For our appeal does not spring from error or impurity or any attempt to deceive, but just as we have been approved by God to be entrusted with the gospel, so we speak, not to please man, but to please God who tests our hearts.
1 Thessalonians 2:3-4
There is something very empty about the term “lost.” In our age of uber-connectivity, we have numerous technological tools at our disposal which enable us to avoid its grasp. If you have ever truly been physically “lost,” you know that it is a debilitating feeling, to say the least.
“Lost” is also a term that is used quite often in a spiritual context, though it has become out of vogue in some circles, seeming to be offensive. I’ve met pastors who refuse to refer to people as “lost” because they believe it fosters an “us and them” mentality, or it is too exclusive. Traditionally, “lost” has been used in a Christian/church context to refer to people who haven’t been born again, or experienced salvation, and who don’t have a relationship with God through Jesus Christ.

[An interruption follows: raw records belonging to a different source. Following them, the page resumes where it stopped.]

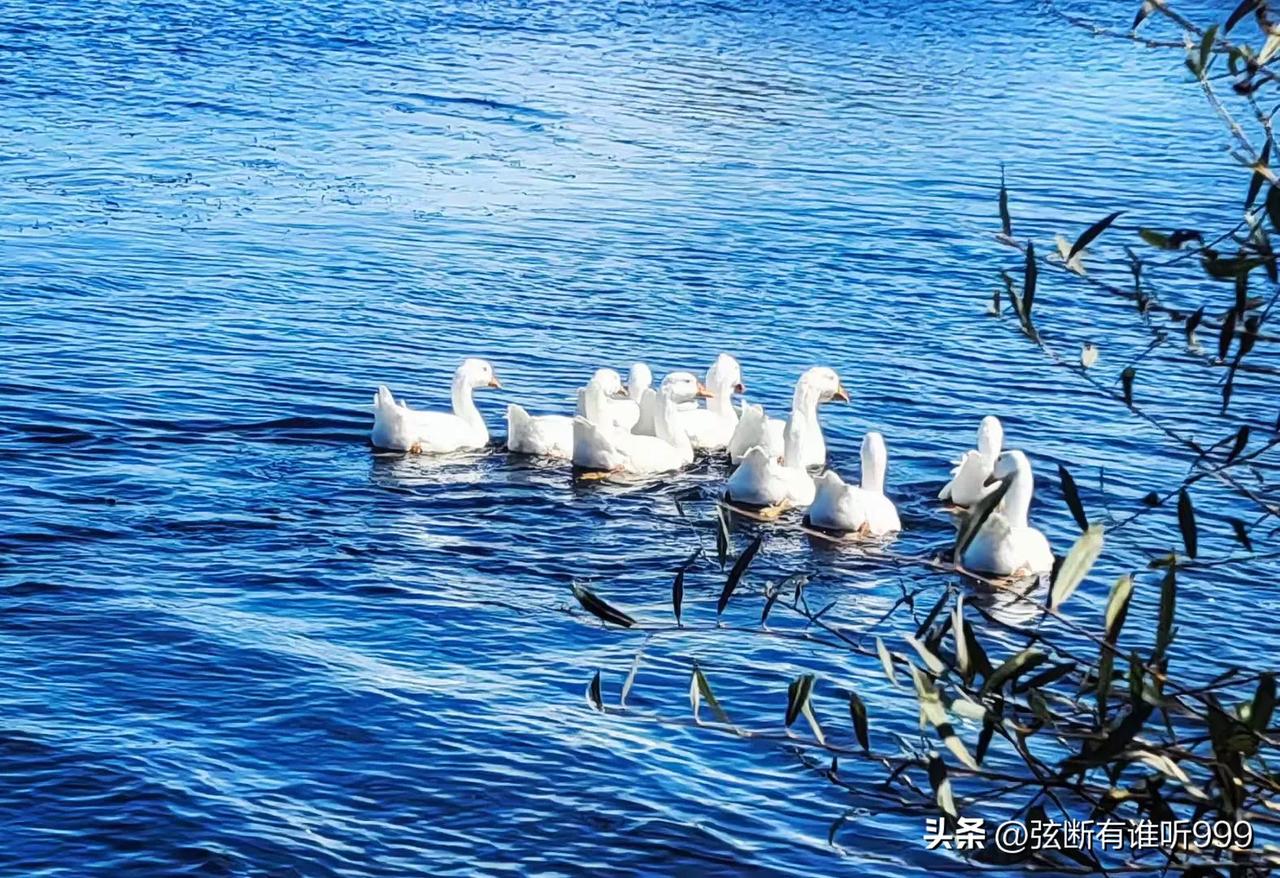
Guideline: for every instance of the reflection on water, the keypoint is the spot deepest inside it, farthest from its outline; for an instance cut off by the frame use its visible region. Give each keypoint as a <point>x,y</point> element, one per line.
<point>234,641</point>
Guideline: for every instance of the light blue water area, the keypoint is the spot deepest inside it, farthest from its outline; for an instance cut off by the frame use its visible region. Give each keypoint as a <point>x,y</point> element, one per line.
<point>234,641</point>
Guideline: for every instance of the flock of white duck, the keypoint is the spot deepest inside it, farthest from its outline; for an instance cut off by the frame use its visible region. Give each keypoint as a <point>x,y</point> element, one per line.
<point>636,429</point>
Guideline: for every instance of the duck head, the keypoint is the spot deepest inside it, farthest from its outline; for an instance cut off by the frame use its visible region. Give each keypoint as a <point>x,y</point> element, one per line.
<point>475,373</point>
<point>684,387</point>
<point>827,383</point>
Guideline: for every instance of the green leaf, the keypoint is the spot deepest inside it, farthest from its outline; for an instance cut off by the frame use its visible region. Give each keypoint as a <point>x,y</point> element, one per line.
<point>1091,233</point>
<point>977,517</point>
<point>1073,498</point>
<point>1118,607</point>
<point>1168,607</point>
<point>941,785</point>
<point>677,594</point>
<point>704,690</point>
<point>600,609</point>
<point>1077,565</point>
<point>931,661</point>
<point>722,540</point>
<point>735,575</point>
<point>1258,177</point>
<point>1272,206</point>
<point>933,614</point>
<point>1226,334</point>
<point>931,705</point>
<point>886,662</point>
<point>1106,668</point>
<point>1242,534</point>
<point>1240,12</point>
<point>631,678</point>
<point>798,695</point>
<point>963,664</point>
<point>1192,323</point>
<point>1264,703</point>
<point>1143,12</point>
<point>1006,223</point>
<point>1187,521</point>
<point>1028,286</point>
<point>1242,439</point>
<point>858,713</point>
<point>1156,238</point>
<point>1115,742</point>
<point>593,693</point>
<point>1011,668</point>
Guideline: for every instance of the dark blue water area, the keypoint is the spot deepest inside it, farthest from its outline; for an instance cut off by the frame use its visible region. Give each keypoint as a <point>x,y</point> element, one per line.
<point>233,641</point>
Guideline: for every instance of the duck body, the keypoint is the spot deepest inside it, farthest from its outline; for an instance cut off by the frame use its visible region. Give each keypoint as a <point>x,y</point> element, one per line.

I was curious at the biblical roots of this concept, so I looked it up. You may be surprised to find out that Jesus himself coined the term. He said of His mission, “[I] came to seek and save the lost.” The word “lost” here actually comes from the verb “to perish.” This idea echoes the concept that comes from Jesus’ mouth in John 3: “whoever believes in [me] should not perish, but have eternal life.”
If Jesus was finished working, it would make sense that the world as we know it would be at the end. Biblically speaking, the fact that Jesus hasn’t returned yet, and that the entire thing has not yet come to the point of consummation, means that the mission of Jesus is still taking place. But how (and through whom) is it taking place?
God is still calling people to Himself, and He is doing it through His church. Perhaps we could say it this way: He is seeking out the lost through the found. When Jesus said “Go make disciples” to his followers he meant it, and it is still happening in our day.
Praying for and reaching out to the lost is not wrong. As Paul says “our appeal does not spring from error.” It’s not insensitive, or mean, or close-minded to reach out to the lost. It’s not a bait and switch. Conversely, it’s faithful.
When God opens your eyes to the gospel, He is giving you a trust, or “entrusting” you with it. If you or I take this trust simply for the sake of using it on or for ourselves, we become akin to spoiled trust-fund kids. If we peddle this trust with impure motives, deceiving people, with the intent of pleasing man, we misuse and abuse it. God alone tests our hearts, and it is God himself who enrolls us on His mission to seek and save the lost. We become enrolled in this employ at the moment He gives us the gospel.
 Luke 19:10; Jesus also uses the term in parables like the Prodigal Son in Luke 15: “he was lost and is now found.”